Another way to determine whether people are in your life to help of exploit, is the matter of value. when I say value, that simply means whom appreciates you beyond what you can do for them. Whom sees the things you do, what you struggle with, what you excel at and not become jealous when you rise or joyous when you fall?
Can the people in your circle celebrate you by just you being present?
Is your presence enough?
Do the people in your circle see you as enough?
This life brings us bountiful opportunities from a myriad of people. It does not make you less practical or mean to perform self-evaluation of your circle, and subsequently adjust it! You must adjust it in order to grow, and make room for greater things in your life.
Do not fear the need to move people from your life, and not be sorry about it. Sometimes, we hang on to people for comfort and habit–not function.
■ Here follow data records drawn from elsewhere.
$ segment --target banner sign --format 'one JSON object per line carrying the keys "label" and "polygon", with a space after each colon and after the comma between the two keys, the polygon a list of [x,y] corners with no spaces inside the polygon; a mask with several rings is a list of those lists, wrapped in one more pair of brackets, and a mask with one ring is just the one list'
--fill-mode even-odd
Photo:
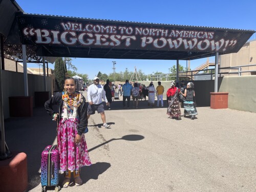
{"label": "banner sign", "polygon": [[39,16],[18,17],[23,44],[228,53],[238,51],[254,32]]}

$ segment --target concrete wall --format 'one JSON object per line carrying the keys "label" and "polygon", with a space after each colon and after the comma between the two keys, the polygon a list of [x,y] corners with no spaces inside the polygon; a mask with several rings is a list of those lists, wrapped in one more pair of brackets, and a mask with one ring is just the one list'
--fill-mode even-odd
{"label": "concrete wall", "polygon": [[220,92],[228,92],[228,108],[256,113],[255,76],[224,77]]}
{"label": "concrete wall", "polygon": [[[220,56],[221,68],[256,64],[256,40],[247,42],[237,52]],[[256,66],[245,67],[242,71],[256,70]],[[235,70],[220,70],[221,72],[237,72]],[[242,75],[256,75],[255,72],[242,73]],[[224,76],[237,74],[223,74]]]}
{"label": "concrete wall", "polygon": [[[17,73],[10,71],[2,70],[3,100],[4,105],[4,118],[10,117],[9,109],[9,97],[24,96],[24,80],[23,73]],[[51,77],[46,77],[47,91],[51,92]],[[44,77],[28,74],[28,86],[29,96],[33,96],[34,106],[35,92],[44,91]]]}
{"label": "concrete wall", "polygon": [[[148,86],[151,81],[138,81],[139,83],[145,84]],[[153,81],[155,88],[158,86],[157,81]],[[210,105],[210,92],[214,92],[214,80],[198,80],[193,81],[185,81],[186,83],[188,82],[193,82],[195,84],[195,93],[196,94],[196,100],[198,106],[205,106]],[[220,82],[219,82],[220,84]],[[164,88],[163,93],[164,99],[166,99],[166,92],[170,88],[170,81],[161,81],[161,84]]]}
{"label": "concrete wall", "polygon": [[[155,88],[157,81],[153,81]],[[170,86],[170,81],[161,81],[164,87],[163,97],[166,98],[166,92]],[[187,81],[188,82],[188,81]],[[187,82],[185,81],[185,83]],[[214,92],[214,80],[193,81],[195,84],[196,100],[198,106],[210,106],[210,92]],[[219,92],[228,92],[228,108],[256,113],[256,89],[254,82],[256,76],[242,76],[219,77]],[[150,84],[150,81],[138,81]]]}

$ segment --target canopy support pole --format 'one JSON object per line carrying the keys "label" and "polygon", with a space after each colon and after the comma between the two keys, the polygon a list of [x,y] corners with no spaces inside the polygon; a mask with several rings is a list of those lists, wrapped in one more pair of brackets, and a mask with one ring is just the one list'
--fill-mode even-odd
{"label": "canopy support pole", "polygon": [[218,77],[219,76],[219,52],[215,55],[215,78],[214,79],[214,92],[218,92]]}
{"label": "canopy support pole", "polygon": [[42,72],[44,72],[44,91],[46,91],[46,59],[42,57]]}
{"label": "canopy support pole", "polygon": [[22,58],[23,59],[23,75],[24,76],[24,93],[25,97],[29,96],[28,89],[28,69],[27,67],[27,53],[26,45],[22,45]]}
{"label": "canopy support pole", "polygon": [[176,63],[176,83],[179,82],[179,60],[177,60]]}
{"label": "canopy support pole", "polygon": [[[4,53],[4,38],[0,35],[0,53],[1,55]],[[3,91],[2,82],[2,71],[3,60],[4,58],[1,57],[0,59],[0,160],[3,160],[12,156],[12,154],[9,151],[5,142],[5,123],[4,118],[4,105],[3,102]]]}

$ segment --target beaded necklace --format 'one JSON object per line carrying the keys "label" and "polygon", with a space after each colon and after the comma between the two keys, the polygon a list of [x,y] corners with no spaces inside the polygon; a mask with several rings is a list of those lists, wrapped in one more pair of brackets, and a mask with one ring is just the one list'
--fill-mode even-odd
{"label": "beaded necklace", "polygon": [[68,119],[68,111],[72,114],[72,117],[75,119],[77,116],[77,109],[82,102],[80,93],[73,93],[70,96],[68,95],[67,91],[62,92],[62,99],[63,100],[64,113],[63,114],[63,120]]}

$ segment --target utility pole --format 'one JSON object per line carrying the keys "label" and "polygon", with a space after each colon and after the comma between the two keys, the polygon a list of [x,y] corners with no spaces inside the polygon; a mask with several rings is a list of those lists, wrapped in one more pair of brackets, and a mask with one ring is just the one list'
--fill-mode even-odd
{"label": "utility pole", "polygon": [[115,67],[115,65],[116,64],[116,61],[112,61],[113,62],[113,72],[114,73],[114,84],[115,84],[116,82],[116,67]]}

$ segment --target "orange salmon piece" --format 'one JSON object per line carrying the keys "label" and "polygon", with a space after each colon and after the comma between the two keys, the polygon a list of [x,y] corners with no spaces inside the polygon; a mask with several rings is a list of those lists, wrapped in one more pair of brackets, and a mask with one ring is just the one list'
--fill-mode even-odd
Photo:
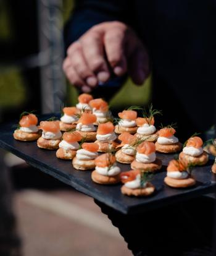
{"label": "orange salmon piece", "polygon": [[102,112],[106,112],[108,110],[108,104],[106,101],[101,98],[91,100],[89,105],[92,108],[96,108],[97,110],[100,110]]}
{"label": "orange salmon piece", "polygon": [[203,145],[203,142],[199,137],[194,136],[189,138],[188,140],[186,146],[193,147],[196,148],[201,148]]}
{"label": "orange salmon piece", "polygon": [[162,128],[158,131],[160,137],[170,137],[175,134],[174,128]]}
{"label": "orange salmon piece", "polygon": [[139,145],[136,150],[141,154],[149,155],[156,151],[156,145],[153,142],[143,142]]}
{"label": "orange salmon piece", "polygon": [[122,183],[126,183],[128,181],[132,181],[136,179],[136,177],[138,174],[139,174],[140,171],[139,170],[131,170],[129,171],[124,171],[120,174],[120,178]]}
{"label": "orange salmon piece", "polygon": [[63,134],[62,139],[69,143],[78,142],[81,140],[81,135],[77,132],[65,132]]}
{"label": "orange salmon piece", "polygon": [[29,127],[30,126],[36,126],[38,117],[34,114],[23,116],[19,122],[20,126],[23,127]]}
{"label": "orange salmon piece", "polygon": [[123,110],[118,114],[122,119],[135,120],[137,117],[137,113],[134,110]]}
{"label": "orange salmon piece", "polygon": [[180,160],[171,160],[167,168],[167,171],[183,171],[186,170],[184,163]]}
{"label": "orange salmon piece", "polygon": [[84,112],[78,122],[83,124],[93,124],[96,120],[97,117],[95,114]]}
{"label": "orange salmon piece", "polygon": [[[138,117],[136,119],[136,124],[137,126],[141,127],[143,126],[144,124],[149,124],[149,118],[148,117]],[[154,126],[154,117],[151,118],[150,124]]]}
{"label": "orange salmon piece", "polygon": [[90,100],[93,100],[93,97],[88,93],[82,93],[78,97],[78,100],[81,103],[88,104]]}
{"label": "orange salmon piece", "polygon": [[41,121],[39,128],[44,132],[57,132],[60,130],[59,121]]}
{"label": "orange salmon piece", "polygon": [[114,129],[115,126],[111,122],[105,122],[104,124],[99,124],[97,134],[101,135],[112,134],[114,132]]}
{"label": "orange salmon piece", "polygon": [[82,144],[81,147],[86,150],[90,151],[91,152],[96,152],[99,149],[99,145],[94,142],[85,142]]}
{"label": "orange salmon piece", "polygon": [[74,116],[78,113],[78,110],[76,107],[65,107],[63,108],[63,112],[68,116]]}
{"label": "orange salmon piece", "polygon": [[115,162],[115,156],[109,153],[101,155],[94,160],[94,163],[98,167],[107,167],[113,164]]}

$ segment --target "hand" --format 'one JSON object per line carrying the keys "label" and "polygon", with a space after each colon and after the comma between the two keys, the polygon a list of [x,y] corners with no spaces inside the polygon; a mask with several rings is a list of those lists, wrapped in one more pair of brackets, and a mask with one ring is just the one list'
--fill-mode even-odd
{"label": "hand", "polygon": [[146,50],[133,30],[119,22],[95,25],[67,49],[63,69],[70,82],[85,92],[110,76],[128,72],[137,85],[149,74]]}

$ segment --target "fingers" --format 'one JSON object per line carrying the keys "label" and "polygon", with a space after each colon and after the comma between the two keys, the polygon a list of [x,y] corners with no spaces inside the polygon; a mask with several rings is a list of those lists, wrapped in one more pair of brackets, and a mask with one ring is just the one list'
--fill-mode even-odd
{"label": "fingers", "polygon": [[128,72],[133,82],[138,85],[143,85],[149,75],[148,55],[143,46],[135,48],[130,56],[129,63]]}
{"label": "fingers", "polygon": [[92,31],[80,38],[83,56],[92,72],[99,82],[105,82],[110,77],[108,66],[104,58],[103,35]]}
{"label": "fingers", "polygon": [[104,47],[107,60],[117,75],[122,75],[127,69],[125,55],[125,33],[122,27],[109,30],[104,36]]}

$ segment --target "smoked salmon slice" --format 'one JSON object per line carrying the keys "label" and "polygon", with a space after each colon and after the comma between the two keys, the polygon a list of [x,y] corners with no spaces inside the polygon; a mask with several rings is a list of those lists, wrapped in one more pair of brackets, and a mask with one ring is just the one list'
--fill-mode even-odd
{"label": "smoked salmon slice", "polygon": [[74,116],[79,111],[76,107],[65,107],[63,108],[63,112],[68,116]]}
{"label": "smoked salmon slice", "polygon": [[56,133],[60,130],[59,121],[41,121],[39,123],[39,128],[45,132]]}
{"label": "smoked salmon slice", "polygon": [[143,142],[136,148],[136,151],[141,154],[149,155],[156,151],[156,145],[153,142]]}
{"label": "smoked salmon slice", "polygon": [[189,138],[188,140],[186,146],[193,147],[196,148],[201,148],[203,145],[203,142],[199,137],[194,136]]}
{"label": "smoked salmon slice", "polygon": [[[149,120],[150,119],[150,120]],[[136,124],[137,126],[143,126],[144,124],[150,124],[154,126],[154,118],[152,117],[151,119],[149,117],[138,117],[136,119]]]}
{"label": "smoked salmon slice", "polygon": [[98,134],[104,135],[114,132],[115,127],[111,122],[99,124],[97,130]]}
{"label": "smoked salmon slice", "polygon": [[90,100],[93,100],[93,97],[88,93],[82,93],[78,97],[78,100],[81,103],[88,104]]}
{"label": "smoked salmon slice", "polygon": [[28,114],[22,116],[19,122],[20,126],[23,127],[29,127],[30,126],[36,126],[38,117],[34,114]]}
{"label": "smoked salmon slice", "polygon": [[162,128],[158,131],[160,137],[170,137],[175,134],[176,131],[174,128]]}
{"label": "smoked salmon slice", "polygon": [[62,139],[69,143],[78,142],[81,140],[81,135],[77,132],[65,132],[63,134]]}
{"label": "smoked salmon slice", "polygon": [[118,113],[118,116],[122,119],[135,120],[137,117],[137,113],[134,110],[123,110]]}
{"label": "smoked salmon slice", "polygon": [[98,167],[107,167],[115,162],[115,156],[109,153],[101,155],[94,160],[95,165]]}
{"label": "smoked salmon slice", "polygon": [[95,122],[96,120],[97,117],[95,114],[84,112],[78,122],[81,122],[83,124],[90,124]]}
{"label": "smoked salmon slice", "polygon": [[138,174],[139,174],[139,170],[131,170],[129,171],[124,171],[120,174],[120,178],[122,183],[126,183],[128,181],[132,181],[136,179]]}
{"label": "smoked salmon slice", "polygon": [[87,151],[90,151],[91,152],[96,152],[99,149],[99,145],[94,142],[85,142],[82,144],[81,147]]}
{"label": "smoked salmon slice", "polygon": [[186,170],[184,163],[180,160],[171,160],[167,166],[167,171],[183,171]]}
{"label": "smoked salmon slice", "polygon": [[102,112],[107,111],[108,104],[101,98],[92,100],[89,101],[89,105],[91,108],[95,108]]}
People can become so comfortable they no longer suit you or presence be explained. When you assess still in your life without place or function, they may be resentful. Don’t let that deter you.
You have the right to know where you are, and who is there with you.
You are the captain of your ship, the star of your life, and you need to know whom you can share and build your life with!
Life indeed is cyclic, and sometimes the best thing you can do is go back to the beginning, or beginning of a new thing. And when you make it back to the beginning, you get the advantage of seeing who you can continue with–and who couldn’t or wouldn’t make it back. Pay attention. Those who don’t want to come will always show themselves.
Don’t be afraid to look them in the face and tell them to go.